Yes, in some products such as eG Enterprise code-level visibility is possible. Distributed transaction tracing with eG Enterprise helps application managers track and follow every user transaction from any device (web and mobile). Using byte-code instrumentation, eG Enterprise auto-discovers the URLs being accessed by users, tracks the time taken for the server to respond, and alerts when slowness is detected. A transaction flow map helps to visualize the different stages of transaction processing.

Using distributed transaction tracing, you can easily pinpoint the exact line of application code that is taking high processing time and causing slowness. Additionally, you can also detect if there are any slow queries to the database that are causing slowness or any slow third-party calls. This capability is currently available for Java and .NET web applications. Transaction tracing for Node.js and PHP are also supported.

Distributed tracing can also be a powerful tool to proactively optimize problematic or inefficient code within applications and services.

Observability - APM (Application Performance Monitoring) vs Distributed Tracing

Application Performance Monitoring (APM) and distributed tracing are two distinct but related concepts that play useful roles in understanding and monitoring application performance.
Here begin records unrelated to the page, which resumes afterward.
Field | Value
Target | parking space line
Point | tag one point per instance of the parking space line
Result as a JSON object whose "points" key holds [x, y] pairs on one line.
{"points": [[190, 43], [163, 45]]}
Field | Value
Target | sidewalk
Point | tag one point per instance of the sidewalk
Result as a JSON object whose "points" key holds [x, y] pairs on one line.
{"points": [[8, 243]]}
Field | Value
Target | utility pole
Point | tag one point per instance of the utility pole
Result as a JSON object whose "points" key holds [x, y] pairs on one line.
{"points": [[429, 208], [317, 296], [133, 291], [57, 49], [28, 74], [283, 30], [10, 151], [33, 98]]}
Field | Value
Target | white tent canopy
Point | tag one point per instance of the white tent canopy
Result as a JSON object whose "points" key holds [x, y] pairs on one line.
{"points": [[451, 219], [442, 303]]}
Distributed tracing focuses on tracking the flow of individual requests as they traverse through various services and components within a distributed system. It provides a detailed, end-to-end view of request traces, capturing latency, dependencies, and contextual information at a granular level. Distributed tracing helps analyze the performance characteristics of each request and identify bottlenecks or issues within specific spans or components. Tracing is a technique to follow the request path as it traverses application boundaries across layers and tiers. Traces are one telemetry type. APM uses traces along with other telemetry types such as metrics and logs to provide observability, see: The Three Pillars of Observability: Metrics, Logs and Traces (eginnovations.com).

APM provides a broad view of the overall performance and behavior of an application or system. It captures metrics such as response times, error rates, and resource utilization, offering insights into the health of the entire system or specific components.
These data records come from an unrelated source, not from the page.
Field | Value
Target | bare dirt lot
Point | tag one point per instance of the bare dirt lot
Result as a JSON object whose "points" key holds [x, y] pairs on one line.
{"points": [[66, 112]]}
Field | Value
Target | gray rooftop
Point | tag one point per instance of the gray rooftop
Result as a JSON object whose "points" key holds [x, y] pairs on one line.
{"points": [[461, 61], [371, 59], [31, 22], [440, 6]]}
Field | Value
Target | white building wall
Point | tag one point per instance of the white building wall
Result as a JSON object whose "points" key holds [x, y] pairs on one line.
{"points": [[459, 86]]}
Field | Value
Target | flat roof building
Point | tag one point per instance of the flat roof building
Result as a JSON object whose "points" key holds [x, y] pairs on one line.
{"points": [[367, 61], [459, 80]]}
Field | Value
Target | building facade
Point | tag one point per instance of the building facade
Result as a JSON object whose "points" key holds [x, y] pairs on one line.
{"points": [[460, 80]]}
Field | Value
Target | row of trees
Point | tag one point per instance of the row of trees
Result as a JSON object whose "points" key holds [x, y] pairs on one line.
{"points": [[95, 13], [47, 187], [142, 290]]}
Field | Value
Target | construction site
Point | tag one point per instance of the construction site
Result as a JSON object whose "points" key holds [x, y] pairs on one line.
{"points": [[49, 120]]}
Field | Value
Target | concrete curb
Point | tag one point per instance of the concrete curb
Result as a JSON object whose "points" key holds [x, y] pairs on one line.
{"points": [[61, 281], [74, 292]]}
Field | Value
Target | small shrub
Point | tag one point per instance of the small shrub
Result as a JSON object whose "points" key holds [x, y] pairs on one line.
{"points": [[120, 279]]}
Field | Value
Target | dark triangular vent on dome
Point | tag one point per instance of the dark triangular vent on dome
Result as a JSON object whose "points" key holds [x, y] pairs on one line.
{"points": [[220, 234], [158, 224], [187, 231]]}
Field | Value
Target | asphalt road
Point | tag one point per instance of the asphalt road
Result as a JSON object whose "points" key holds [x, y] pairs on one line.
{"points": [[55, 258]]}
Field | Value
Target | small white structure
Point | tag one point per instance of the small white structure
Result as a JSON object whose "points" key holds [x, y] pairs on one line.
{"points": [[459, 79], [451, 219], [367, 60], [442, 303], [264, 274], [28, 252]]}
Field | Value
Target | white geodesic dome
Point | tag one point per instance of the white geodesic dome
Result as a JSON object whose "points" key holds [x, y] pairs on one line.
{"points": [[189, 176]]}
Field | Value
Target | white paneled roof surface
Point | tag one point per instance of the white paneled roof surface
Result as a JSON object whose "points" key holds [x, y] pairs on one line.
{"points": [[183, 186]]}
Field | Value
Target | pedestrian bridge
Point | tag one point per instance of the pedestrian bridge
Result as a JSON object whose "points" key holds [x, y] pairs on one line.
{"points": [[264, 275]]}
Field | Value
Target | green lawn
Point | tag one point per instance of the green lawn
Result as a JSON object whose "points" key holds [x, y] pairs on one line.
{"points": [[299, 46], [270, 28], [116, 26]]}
Beyond application metrics, some APM tools can also provide host, infrastructure, and network metrics. This means that administrators can become aware of anomalous behavior and the warning signs of potential issues e.g., increasing server CPU or handle queues before users are impacted allowing them to stay ahead of any potential performance issues and proactively resolve them before users and transactions are actually impacted or experience performance issues or failures. Distributed tracing typically detects issues that have already arisen, and users are probably already experiencing issues.

What are the top tools for Distributed Tracing in IT monitoring?

There are many popular, widely used tools for implementing distributed tracing in distributed systems, including - OpenTelemetry, Jaeger (originally developed by Uber), Zipkin, AWS X-Ray (a managed tracing service provided by Amazon Web Services (AWS)), Dynatrace, Datadog and of course eG Enterprise.